I have not driven the topic forward very much in the past with our installations – because a proper implementation of the idea can make work:

SSL is more than just a certificate

The certificate is issued on a domain name. The content of a website, however, often no longer comes from just one domain (I recommend the LightBeam-plugin in Firefox to anyone who wants to know more about it).

The browser only displays a closed (often green) lock if everything on the page is correct, i. e. all displayed (images) and not displayed content (scripts for animations, e. g.) come encrypted from providers with valid certificates.

In practice, this means work – many of them have a lot of content in CMS systems, where there are also many so-called absolute links. Even the web designer has to work carefully. Fortunately, there are tools (e. g. HTTPS Checker) that will help you to find them.

Not all certificates are supported by all end devices or servers (e. g. the shop server) – this should be clarified before the purchase.

The best way to communicate with customers is via SSL – i. e. also all links from mails should point directly to the https-page (as in this mail!) The often used logic to forward http-addresses to https- is not so good – after all this first call can be manipulated, and because this process happens automatically, the visitor has no chance to hear this.

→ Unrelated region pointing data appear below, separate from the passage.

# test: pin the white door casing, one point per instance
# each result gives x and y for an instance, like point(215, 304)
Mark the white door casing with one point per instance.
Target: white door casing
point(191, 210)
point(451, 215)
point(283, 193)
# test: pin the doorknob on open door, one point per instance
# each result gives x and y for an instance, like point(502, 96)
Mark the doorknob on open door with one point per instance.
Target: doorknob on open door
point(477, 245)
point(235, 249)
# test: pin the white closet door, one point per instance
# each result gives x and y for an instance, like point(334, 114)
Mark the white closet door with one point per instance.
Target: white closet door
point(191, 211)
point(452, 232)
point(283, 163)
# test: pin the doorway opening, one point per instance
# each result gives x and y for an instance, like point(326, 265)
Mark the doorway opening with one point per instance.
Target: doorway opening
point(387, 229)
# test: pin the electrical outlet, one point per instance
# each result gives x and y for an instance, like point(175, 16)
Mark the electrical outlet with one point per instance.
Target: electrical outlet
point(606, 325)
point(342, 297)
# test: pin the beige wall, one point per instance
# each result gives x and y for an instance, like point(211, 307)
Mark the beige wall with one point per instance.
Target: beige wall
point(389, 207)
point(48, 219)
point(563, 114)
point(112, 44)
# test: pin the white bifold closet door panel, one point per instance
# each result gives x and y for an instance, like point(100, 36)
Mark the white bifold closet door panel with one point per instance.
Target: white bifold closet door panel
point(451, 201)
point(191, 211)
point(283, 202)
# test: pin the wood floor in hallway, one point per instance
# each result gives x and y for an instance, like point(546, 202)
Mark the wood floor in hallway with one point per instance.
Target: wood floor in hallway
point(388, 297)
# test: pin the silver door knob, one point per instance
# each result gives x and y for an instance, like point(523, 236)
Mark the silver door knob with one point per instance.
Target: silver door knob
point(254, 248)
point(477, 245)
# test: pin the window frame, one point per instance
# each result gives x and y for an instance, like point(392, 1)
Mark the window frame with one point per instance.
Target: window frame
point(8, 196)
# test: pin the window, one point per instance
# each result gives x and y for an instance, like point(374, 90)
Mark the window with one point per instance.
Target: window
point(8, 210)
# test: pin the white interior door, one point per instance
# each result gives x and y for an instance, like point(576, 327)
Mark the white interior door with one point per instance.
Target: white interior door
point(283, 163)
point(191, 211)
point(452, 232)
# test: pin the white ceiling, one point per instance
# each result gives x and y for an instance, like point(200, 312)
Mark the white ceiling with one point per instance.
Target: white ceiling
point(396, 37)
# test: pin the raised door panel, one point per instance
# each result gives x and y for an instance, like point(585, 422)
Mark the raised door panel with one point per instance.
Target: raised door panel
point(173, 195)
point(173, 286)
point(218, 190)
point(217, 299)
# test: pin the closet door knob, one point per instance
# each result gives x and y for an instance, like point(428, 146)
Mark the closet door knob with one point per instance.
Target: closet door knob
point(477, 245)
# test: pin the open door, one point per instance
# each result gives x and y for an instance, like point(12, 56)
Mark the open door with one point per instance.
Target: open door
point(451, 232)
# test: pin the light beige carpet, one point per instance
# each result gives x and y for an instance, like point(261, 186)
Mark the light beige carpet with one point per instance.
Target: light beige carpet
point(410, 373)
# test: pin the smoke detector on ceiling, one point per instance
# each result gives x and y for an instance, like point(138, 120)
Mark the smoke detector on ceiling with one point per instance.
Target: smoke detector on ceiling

This means that in the end, no one should have a reason to call the http variant. You can also change your Google entry accordingly and set technical tricks like HSTS.

SSL in the shop system

The shop system can always be addressed via https-. To do this, you only have to change the call within the web pages.

In the admin area the links to the website can be added, as well as placeholders, contents etc.

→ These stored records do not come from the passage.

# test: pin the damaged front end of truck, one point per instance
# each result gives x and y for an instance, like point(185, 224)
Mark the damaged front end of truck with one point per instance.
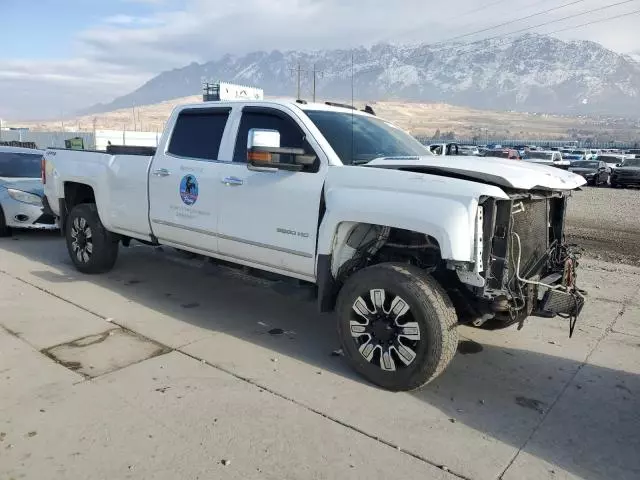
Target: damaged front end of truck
point(527, 268)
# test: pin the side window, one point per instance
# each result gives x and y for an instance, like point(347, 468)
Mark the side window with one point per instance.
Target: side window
point(198, 133)
point(291, 136)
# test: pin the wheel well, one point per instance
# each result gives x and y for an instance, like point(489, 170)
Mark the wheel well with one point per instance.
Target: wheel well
point(360, 245)
point(74, 194)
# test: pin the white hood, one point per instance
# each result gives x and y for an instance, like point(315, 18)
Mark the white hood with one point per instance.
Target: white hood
point(499, 171)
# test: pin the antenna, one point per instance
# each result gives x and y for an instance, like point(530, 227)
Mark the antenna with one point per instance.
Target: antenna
point(352, 109)
point(315, 74)
point(298, 70)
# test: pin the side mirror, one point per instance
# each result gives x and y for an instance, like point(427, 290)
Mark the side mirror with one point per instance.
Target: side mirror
point(264, 152)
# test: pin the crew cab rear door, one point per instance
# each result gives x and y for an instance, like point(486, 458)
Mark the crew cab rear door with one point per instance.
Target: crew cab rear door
point(269, 217)
point(184, 178)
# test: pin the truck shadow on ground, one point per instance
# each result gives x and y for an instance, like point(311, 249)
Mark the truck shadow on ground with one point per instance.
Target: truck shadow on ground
point(505, 394)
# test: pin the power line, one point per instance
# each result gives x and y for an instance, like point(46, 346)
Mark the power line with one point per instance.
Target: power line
point(565, 18)
point(481, 41)
point(458, 16)
point(564, 29)
point(516, 20)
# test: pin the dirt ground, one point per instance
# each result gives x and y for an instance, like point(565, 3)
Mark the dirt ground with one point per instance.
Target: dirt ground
point(606, 223)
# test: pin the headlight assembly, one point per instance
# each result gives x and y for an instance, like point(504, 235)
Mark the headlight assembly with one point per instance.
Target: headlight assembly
point(24, 197)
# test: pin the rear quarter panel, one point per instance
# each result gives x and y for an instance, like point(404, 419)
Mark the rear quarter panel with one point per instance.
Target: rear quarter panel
point(119, 183)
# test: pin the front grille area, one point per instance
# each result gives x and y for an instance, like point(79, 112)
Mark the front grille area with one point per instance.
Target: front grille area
point(46, 219)
point(530, 219)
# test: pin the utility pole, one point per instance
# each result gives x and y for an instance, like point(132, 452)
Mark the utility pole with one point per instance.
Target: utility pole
point(298, 70)
point(316, 73)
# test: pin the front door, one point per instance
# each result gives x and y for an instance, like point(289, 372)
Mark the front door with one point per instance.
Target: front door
point(184, 179)
point(270, 218)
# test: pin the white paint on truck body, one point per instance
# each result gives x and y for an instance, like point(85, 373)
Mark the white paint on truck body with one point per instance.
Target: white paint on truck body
point(270, 218)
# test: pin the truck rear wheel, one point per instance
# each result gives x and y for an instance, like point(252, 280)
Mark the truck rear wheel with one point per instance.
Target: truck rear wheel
point(397, 326)
point(92, 248)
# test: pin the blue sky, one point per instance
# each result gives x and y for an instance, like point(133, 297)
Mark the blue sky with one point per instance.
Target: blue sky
point(54, 24)
point(59, 56)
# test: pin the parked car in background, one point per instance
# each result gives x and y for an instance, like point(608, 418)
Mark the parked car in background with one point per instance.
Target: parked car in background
point(595, 172)
point(445, 149)
point(469, 150)
point(553, 159)
point(21, 191)
point(612, 160)
point(627, 173)
point(578, 154)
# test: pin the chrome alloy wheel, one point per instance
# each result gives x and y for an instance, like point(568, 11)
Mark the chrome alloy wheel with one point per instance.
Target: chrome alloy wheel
point(384, 330)
point(82, 236)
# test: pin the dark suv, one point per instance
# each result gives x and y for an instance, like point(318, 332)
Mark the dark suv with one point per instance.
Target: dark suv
point(628, 173)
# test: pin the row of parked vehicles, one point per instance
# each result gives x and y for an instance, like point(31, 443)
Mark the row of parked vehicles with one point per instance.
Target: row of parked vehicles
point(613, 167)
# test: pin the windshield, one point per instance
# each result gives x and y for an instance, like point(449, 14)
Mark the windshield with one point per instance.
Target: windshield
point(358, 139)
point(543, 155)
point(585, 164)
point(631, 162)
point(19, 165)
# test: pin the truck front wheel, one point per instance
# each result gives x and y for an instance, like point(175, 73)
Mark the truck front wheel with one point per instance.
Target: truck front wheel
point(92, 248)
point(397, 326)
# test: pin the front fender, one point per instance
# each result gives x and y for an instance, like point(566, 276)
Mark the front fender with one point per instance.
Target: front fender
point(443, 208)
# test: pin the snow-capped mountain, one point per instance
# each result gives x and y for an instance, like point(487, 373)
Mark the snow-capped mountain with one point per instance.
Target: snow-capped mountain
point(532, 73)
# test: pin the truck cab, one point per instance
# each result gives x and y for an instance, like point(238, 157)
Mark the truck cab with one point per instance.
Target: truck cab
point(401, 244)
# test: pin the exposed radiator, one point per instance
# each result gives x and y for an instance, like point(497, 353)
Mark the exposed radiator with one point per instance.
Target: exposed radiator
point(531, 223)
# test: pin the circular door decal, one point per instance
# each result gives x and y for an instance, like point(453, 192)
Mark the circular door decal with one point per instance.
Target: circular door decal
point(189, 189)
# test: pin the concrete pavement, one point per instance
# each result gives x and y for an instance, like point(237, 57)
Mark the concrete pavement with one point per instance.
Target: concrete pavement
point(528, 404)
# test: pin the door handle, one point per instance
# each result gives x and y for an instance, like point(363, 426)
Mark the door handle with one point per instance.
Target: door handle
point(161, 172)
point(232, 181)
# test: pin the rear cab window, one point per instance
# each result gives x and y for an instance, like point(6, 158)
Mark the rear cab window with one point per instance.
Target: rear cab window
point(20, 165)
point(291, 134)
point(198, 133)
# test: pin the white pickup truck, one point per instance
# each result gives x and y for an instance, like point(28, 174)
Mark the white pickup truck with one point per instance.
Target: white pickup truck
point(402, 244)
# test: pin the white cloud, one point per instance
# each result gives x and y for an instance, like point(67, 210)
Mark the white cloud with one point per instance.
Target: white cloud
point(124, 50)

Non-Https references to images in the offer are automatically converted to internal links by the shop system and are thus also available in encrypted form, so there is no further work to be done here.

It will be more difficult for users who have integrated the shop with their own sub-domain (e. g. shop. schoenegge. de). Here, an individual solution must be found.

The new shop under construction will exclusively use SSL-protected content.

SSL is a permanent work – that’s why the item “SSL support” has been on the price list for some time now.